Lufthansa, première compagnie aérienne d'Allemagne, se défend d'avoir tenté de passer sous silence ses activités pendant le régime nazi depuis la diffusion d'un documentaire gênant.
Compagnie civile, Lufthansa a servi le régime. Pendant la guerre elle a notamment été chargée de réparer des avions de la Luftwaffe. Mais dans sa chronologie officielle sur internet (http://konzern.lufthansa.com/en/history), elle préfère évoquer les liaisons aériennes qu'elle a maintenues avec les pays neutres et ne parle pas du travail forcé.
Comme la plupart des entreprises allemandes, elle a employé de la main-d'oeuvre forcée, environ 10.000 hommes et femmes originaires de territoires occupés, rappelle un documentaire diffusé cet été sur Arte et sur la première chaîne allemande ARD.
Le film se base sur une recherche historique commandée par Lufthansa en 1999 après plusieurs plaintes d'anciens travailleurs contraints déposées aux Etats-Unis. Cette étude détaille les conditions de travail particulièrement pénibles pour les travailleurs forcés, en particulier ceux d'Europe de l'Est et de l'Union soviétique.
"On m'avait promis verbalement que mon étude serait publiée en livre. Mais cela ne s'est jamais fait et on ne m'a jamais fourni d'explication", a déclaré à l'AFP Lutz Budrass, historien de l'université de Bochum (ouest). Ce qu'il a découvert a probablement "effrayé" Lufthansa, selon lui.
Fin juillet, presque simultanément avec la première diffusion du documentaire, l'étude a été mise en ligne sur l'intranet du groupe.
Elle a toujours été disponible gratuitement sur demande, fait remarquer Lufthansa. Encore fallait-il connaître son existence.
La compagnie est passée à la contre-offensive pour rassurer ses salariés. "Nous avons déjà apporté une contribution importante et nécessaire" à la recherche de la vérité en commandant cette étude, se défend Stefan Lauer, le directeur du personnel du groupe, dans l'hebdomadaire interne Lufthanseat.
En outre, Lufthansa va organiser pour la première fois le 15 septembre une journée portes ouvertes de ses archives à Francfort (ouest), mais réservée à ses employés.
Lufthansa répète qu'elle n'est pas responsable juridiquement des actes commis sous le régime nazi. L'ancienne compagnie a été liquidée par les Alliés en 1950. La nouvelle, fondée en 1953, a néanmoins repris le nom, le logo et une grande partie des employés.

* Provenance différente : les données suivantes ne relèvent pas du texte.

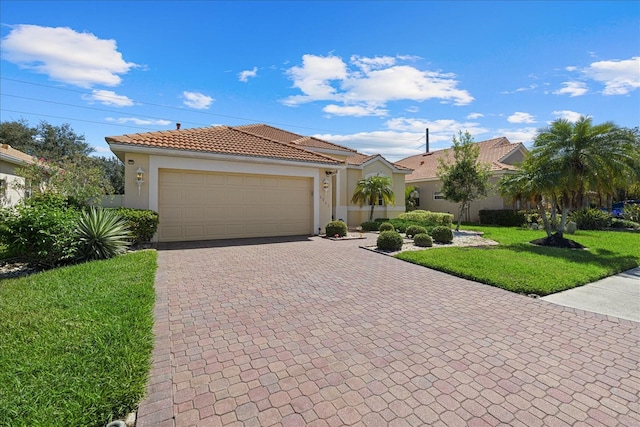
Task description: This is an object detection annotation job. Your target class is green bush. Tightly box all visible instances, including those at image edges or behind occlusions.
[398,210,453,227]
[478,209,527,227]
[76,208,131,261]
[360,221,380,231]
[324,221,347,237]
[571,208,612,230]
[377,230,403,251]
[431,226,453,243]
[114,208,159,246]
[413,233,433,248]
[0,201,80,268]
[378,222,396,231]
[405,225,427,240]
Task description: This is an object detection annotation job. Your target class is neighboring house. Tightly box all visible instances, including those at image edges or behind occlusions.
[398,137,527,222]
[0,144,34,207]
[105,124,411,241]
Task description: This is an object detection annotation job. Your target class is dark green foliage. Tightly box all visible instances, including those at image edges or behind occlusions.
[570,209,611,230]
[378,222,396,231]
[377,230,403,252]
[405,225,427,239]
[479,209,527,227]
[325,221,347,237]
[431,226,453,243]
[115,208,159,246]
[76,208,131,261]
[0,195,80,268]
[413,233,433,248]
[360,221,380,231]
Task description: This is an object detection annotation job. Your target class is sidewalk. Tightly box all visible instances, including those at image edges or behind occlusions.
[541,267,640,322]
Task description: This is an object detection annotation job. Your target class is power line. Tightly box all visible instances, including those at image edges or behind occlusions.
[0,76,430,148]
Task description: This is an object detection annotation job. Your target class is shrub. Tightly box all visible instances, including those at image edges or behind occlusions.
[76,208,131,261]
[413,233,433,248]
[378,222,396,231]
[0,201,80,268]
[114,208,159,246]
[398,210,453,227]
[324,221,347,237]
[377,230,403,251]
[360,221,380,231]
[478,209,527,227]
[431,226,453,243]
[405,225,427,240]
[571,208,611,230]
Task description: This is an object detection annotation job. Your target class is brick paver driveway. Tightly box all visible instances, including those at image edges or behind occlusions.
[138,238,640,427]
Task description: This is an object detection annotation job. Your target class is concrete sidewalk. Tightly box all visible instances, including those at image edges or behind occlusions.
[541,267,640,322]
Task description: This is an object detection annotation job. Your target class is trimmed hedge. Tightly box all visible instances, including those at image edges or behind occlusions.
[431,226,453,243]
[413,233,433,248]
[378,222,396,231]
[324,221,347,237]
[479,209,527,227]
[360,221,380,231]
[114,208,159,246]
[376,230,404,252]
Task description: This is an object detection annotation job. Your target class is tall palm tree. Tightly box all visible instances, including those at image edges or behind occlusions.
[531,116,640,234]
[351,174,395,221]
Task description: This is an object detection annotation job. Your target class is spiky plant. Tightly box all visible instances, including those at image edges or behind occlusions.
[76,207,131,261]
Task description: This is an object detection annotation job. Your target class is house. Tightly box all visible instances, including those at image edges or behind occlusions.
[105,124,411,241]
[0,144,34,207]
[398,137,527,222]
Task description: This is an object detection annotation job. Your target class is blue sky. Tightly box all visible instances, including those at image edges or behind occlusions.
[0,0,640,160]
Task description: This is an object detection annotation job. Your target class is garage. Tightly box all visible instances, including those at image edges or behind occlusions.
[158,169,313,242]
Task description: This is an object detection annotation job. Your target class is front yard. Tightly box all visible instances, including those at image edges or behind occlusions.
[395,226,640,296]
[0,251,156,426]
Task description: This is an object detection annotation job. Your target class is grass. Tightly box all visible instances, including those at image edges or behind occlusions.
[0,251,157,427]
[396,226,640,296]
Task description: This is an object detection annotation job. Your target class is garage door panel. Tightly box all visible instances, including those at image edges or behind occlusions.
[158,170,313,241]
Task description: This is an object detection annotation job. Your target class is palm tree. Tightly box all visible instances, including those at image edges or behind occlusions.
[530,116,640,235]
[351,174,395,221]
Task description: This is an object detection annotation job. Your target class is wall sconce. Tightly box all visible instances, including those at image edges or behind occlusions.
[322,178,329,193]
[136,166,144,196]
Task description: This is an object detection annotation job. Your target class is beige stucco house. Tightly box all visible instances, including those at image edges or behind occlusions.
[398,137,527,222]
[0,144,34,207]
[105,124,411,241]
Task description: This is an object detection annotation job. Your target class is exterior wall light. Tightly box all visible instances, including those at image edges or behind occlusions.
[136,166,144,196]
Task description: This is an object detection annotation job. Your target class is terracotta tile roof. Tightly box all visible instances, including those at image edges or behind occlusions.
[0,144,34,164]
[105,126,341,164]
[235,124,356,153]
[397,137,524,181]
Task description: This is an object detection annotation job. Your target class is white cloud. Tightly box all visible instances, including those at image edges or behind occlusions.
[82,89,133,107]
[583,56,640,95]
[2,25,137,88]
[553,82,589,97]
[553,110,582,122]
[182,91,215,110]
[238,67,258,82]
[105,117,171,126]
[507,111,536,123]
[322,104,389,117]
[282,55,474,115]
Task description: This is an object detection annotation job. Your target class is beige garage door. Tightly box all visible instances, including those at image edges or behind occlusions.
[158,169,313,242]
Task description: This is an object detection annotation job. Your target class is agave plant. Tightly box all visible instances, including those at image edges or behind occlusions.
[76,207,131,261]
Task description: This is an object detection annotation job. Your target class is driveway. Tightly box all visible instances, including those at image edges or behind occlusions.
[137,236,640,427]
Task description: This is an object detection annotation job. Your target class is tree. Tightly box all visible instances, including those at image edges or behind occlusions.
[0,119,94,161]
[530,116,640,236]
[351,174,395,221]
[436,131,491,231]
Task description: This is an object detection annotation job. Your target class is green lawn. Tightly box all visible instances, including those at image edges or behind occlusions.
[396,226,640,296]
[0,251,157,427]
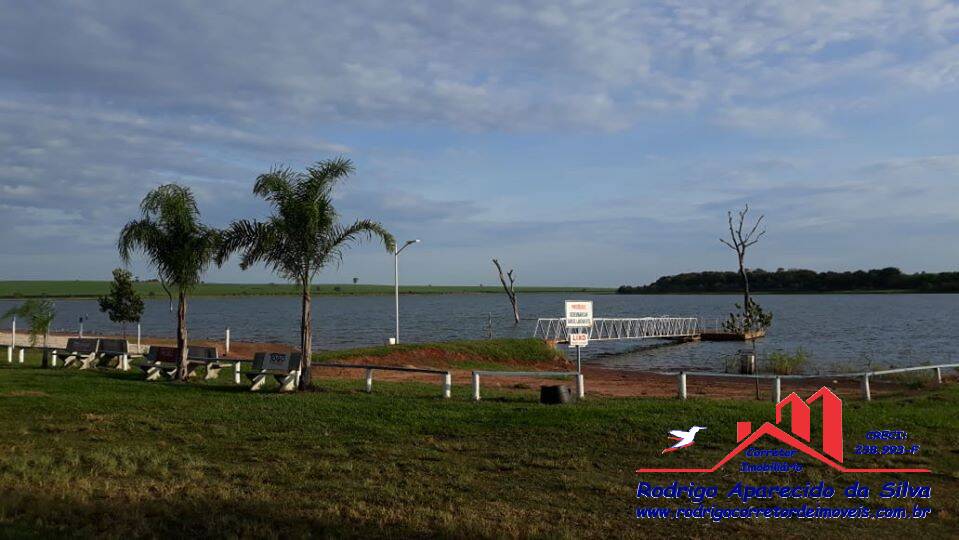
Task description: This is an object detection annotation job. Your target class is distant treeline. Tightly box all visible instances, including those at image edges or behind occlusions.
[616,268,959,294]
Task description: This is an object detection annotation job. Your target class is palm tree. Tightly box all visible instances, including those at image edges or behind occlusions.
[217,158,396,389]
[117,184,222,381]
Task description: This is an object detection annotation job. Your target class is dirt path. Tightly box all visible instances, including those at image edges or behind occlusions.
[0,331,928,400]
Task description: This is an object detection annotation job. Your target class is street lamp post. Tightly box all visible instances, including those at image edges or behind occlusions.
[393,238,420,344]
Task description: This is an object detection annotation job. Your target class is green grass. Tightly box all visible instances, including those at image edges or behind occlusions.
[0,352,959,538]
[313,338,566,369]
[0,281,615,298]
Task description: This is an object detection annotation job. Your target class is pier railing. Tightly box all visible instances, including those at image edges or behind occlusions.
[533,317,699,341]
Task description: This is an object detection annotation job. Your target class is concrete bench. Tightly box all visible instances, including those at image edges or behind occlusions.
[4,345,24,364]
[313,362,453,398]
[97,339,131,371]
[50,338,100,369]
[246,352,303,392]
[139,345,180,381]
[140,345,226,381]
[473,371,586,401]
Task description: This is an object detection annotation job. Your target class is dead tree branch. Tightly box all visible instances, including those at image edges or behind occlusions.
[493,259,519,324]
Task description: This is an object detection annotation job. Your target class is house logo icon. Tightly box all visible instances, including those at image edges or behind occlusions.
[636,386,931,474]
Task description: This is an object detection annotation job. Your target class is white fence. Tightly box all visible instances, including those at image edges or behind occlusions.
[660,364,959,403]
[311,362,453,399]
[473,371,586,401]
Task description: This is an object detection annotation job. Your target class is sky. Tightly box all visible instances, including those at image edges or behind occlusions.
[0,0,959,286]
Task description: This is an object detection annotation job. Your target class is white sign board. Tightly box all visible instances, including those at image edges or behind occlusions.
[569,332,589,347]
[566,300,593,328]
[263,353,289,371]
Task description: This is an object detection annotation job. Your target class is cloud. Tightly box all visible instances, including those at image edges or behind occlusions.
[0,0,959,282]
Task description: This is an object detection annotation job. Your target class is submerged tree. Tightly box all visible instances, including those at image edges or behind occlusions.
[97,268,143,339]
[117,184,221,381]
[493,259,519,324]
[218,158,396,389]
[719,204,772,332]
[0,299,57,367]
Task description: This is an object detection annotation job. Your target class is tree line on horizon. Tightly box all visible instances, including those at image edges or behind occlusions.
[616,267,959,294]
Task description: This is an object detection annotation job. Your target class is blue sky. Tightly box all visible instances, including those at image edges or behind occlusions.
[0,0,959,286]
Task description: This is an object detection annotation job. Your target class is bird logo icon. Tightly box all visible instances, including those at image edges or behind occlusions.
[662,426,706,454]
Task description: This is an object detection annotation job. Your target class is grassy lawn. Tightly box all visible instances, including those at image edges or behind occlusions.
[0,352,959,538]
[0,281,615,298]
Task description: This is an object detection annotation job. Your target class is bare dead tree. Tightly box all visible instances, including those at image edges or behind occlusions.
[719,204,766,318]
[493,259,519,324]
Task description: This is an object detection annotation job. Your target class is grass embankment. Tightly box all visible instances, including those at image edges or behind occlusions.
[0,352,959,538]
[313,338,569,369]
[0,281,615,298]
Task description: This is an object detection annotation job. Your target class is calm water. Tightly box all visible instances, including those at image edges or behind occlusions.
[0,294,959,370]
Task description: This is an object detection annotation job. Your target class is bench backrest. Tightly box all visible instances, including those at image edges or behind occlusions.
[253,352,303,373]
[67,338,100,354]
[100,339,130,354]
[147,345,180,364]
[186,347,218,360]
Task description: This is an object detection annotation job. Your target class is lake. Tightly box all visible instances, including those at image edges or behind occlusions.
[0,293,959,371]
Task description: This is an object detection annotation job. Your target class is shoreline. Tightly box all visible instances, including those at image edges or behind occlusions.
[0,331,936,400]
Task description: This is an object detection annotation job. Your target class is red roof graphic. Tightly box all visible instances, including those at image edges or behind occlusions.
[636,386,931,473]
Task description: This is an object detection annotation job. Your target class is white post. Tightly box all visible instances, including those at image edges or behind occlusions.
[393,251,400,343]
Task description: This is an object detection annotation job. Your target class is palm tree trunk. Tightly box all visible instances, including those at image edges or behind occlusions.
[300,280,313,390]
[176,291,189,381]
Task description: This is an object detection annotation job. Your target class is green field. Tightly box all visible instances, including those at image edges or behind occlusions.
[0,357,959,538]
[0,281,615,298]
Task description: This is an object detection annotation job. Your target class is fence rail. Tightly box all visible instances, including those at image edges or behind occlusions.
[473,371,586,401]
[312,362,453,399]
[657,363,959,403]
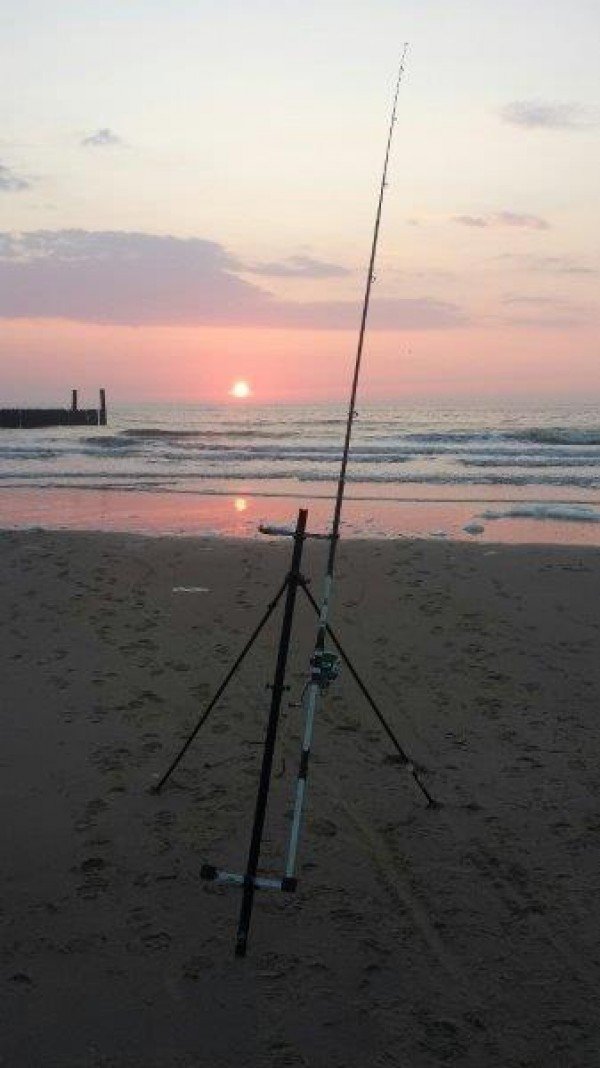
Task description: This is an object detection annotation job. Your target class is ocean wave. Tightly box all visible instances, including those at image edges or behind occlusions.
[479,504,600,523]
[505,426,600,445]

"Lufthansa devrait arrêter de faire comme si elle n'avait rien à voir avec ce qu'il s'est passé avant sa refondation. Elle devrait être plus transparente (...) et essayer de s'occuper de ses anciens travailleurs forcés. Une grande compagnie comme elle pourrait montrer plus de générosité", sermonne Lutz Budrass.
Christoph Weber, l'auteur du documentaire, a rencontré d'anciens ouvriers contraints de Lufthansa ou leurs proches, en Pologne et en Ukraine. Certains ont été indemnisés, d'autres non. "Ce que tous vivent comme une humiliation, c'est le fait que Lufthansa ne se soit jamais excusé auprès d'eux", dénonce-t-il.
Lufthansa, comme quelque 6.500 entreprises allemandes, a contribué au financement de la fondation Mémoire, responsabilité et avenir (EVZ), qui a versé 4,4 milliards d'euros de dédommagement à plus de 1,6 million d'anciens travailleurs forcés ou à leurs héritiers.
Mais beaucoup d'autres, ne répondant pas aux critères, n'ont jamais été indemnisés. Les dernières recherches historiques évaluent jusqu'à 20 millions le nombre de travailleurs forcés dans l'Europe hitlérienne.
D'autres entreprises allemandes comme Volkswagen sont allées à la rencontre de leurs anciens travailleurs forcés et édifié des monuments en leur mémoire, rappelle le réalisateur.